- Born: 16??
- Died: 17??
- Known for: singing
- Spouses: Mr Fletcher,; Mr Seedo/Sydow;

= Maria Manina =

Italian opera singer

Maria Manina, later Maria Fletcher later Maria Seedo/Sydow, was an Italian opera and concert singer. She came to notice in London in 1712 and was last recorded in Potsdam in 1736.

==Life==
Her place and date of birth are unknown and although her sister is known to be the very successful singer Margherita de l'Epine, their parents are also unknown. Her sister, Margherita, began her career in 1703 and it is thought that Maria was working in the same company at the Queen's Theatre, Haymarket for some time before she was named.

In 1712 she was first named when she sang in John Hughes' Calypso and Telemachus on 17 May 1712. She had been reputably paid £100 to sing the role by Heidegger. She appeared as Eucharis singing, Gay, Young, and Fair. In 1713 confusion arose after she appeared as Clitia in Handel's Teseo, being named as 'La Sorella della Sig. Margarita'. Charles Burney confused her with Maria Gallia and he recorded that Gallia sang the role and that Gallin was L'Epine's sister. This mistake has been repeated elsewhere.

Manina continued to get smaller roles at the Queen's Theatre until 1715 when she appeared elsewhere. She sang at the Lincoln's Inn Fields Theatre on 6 October 1715 and on 2 January 1717 she was given the title role of Giovanni Bononcini's Camilla which was presented in English. She was working until 1721 when a benefit concert took place.
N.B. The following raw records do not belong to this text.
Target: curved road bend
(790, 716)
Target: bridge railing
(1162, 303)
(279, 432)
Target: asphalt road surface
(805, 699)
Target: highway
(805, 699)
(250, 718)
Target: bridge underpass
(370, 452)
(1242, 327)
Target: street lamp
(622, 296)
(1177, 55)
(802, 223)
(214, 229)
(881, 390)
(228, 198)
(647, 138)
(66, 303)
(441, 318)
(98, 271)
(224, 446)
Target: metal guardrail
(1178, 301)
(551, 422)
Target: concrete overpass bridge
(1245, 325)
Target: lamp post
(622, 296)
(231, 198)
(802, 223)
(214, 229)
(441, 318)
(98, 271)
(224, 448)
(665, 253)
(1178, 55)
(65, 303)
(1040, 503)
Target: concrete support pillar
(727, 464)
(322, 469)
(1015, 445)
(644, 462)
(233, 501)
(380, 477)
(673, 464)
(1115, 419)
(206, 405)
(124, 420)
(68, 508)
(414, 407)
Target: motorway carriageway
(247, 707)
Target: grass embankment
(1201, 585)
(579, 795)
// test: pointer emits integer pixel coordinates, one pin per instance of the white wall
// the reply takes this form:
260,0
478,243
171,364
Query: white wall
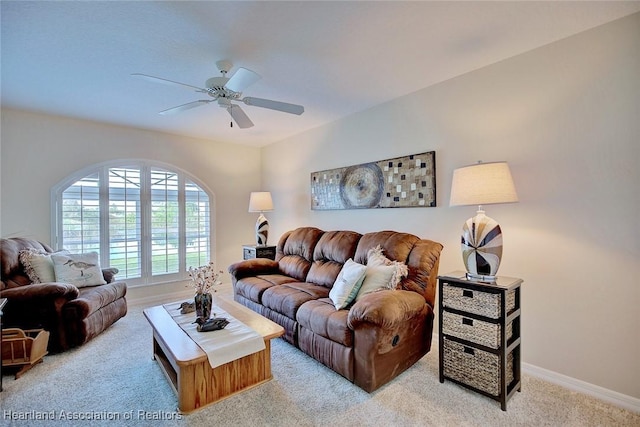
40,150
567,119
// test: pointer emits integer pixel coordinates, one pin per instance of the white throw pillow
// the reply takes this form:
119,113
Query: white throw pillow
347,284
78,269
376,257
38,265
376,277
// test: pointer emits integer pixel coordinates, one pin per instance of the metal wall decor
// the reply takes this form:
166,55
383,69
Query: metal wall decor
408,181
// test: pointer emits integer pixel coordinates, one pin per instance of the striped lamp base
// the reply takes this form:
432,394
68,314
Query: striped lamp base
262,230
481,247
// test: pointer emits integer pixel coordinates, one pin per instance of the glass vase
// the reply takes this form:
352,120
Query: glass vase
204,302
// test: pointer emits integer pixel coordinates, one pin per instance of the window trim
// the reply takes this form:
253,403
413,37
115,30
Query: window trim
144,165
Nothing is heard of her until 1726 when her role as Camilla is revived and it went for 20 more performances at the Lincoln's Inn Fields. She appeared in male parts in Johann Christoph Pepusch’s "Venus and Adonis" and "Myrtillo" in 1730 and in pantomime afterpieces there in 1731. The following year she sang Charles John Frederick Lampe’s "Britannia" at the New Haymarket. She was at that theatre until 1732 although she had changed her name to Sydow or Seedo due to her marriage in 1727 to Seedo.

In May 1736 she is last mentioned where she was in Potsdam in Prussia. Her husband had been appointed as the musical director for Friedrich Wilhelm I. When her husband had been put forward for the job it had been recorded that his wife could sing well.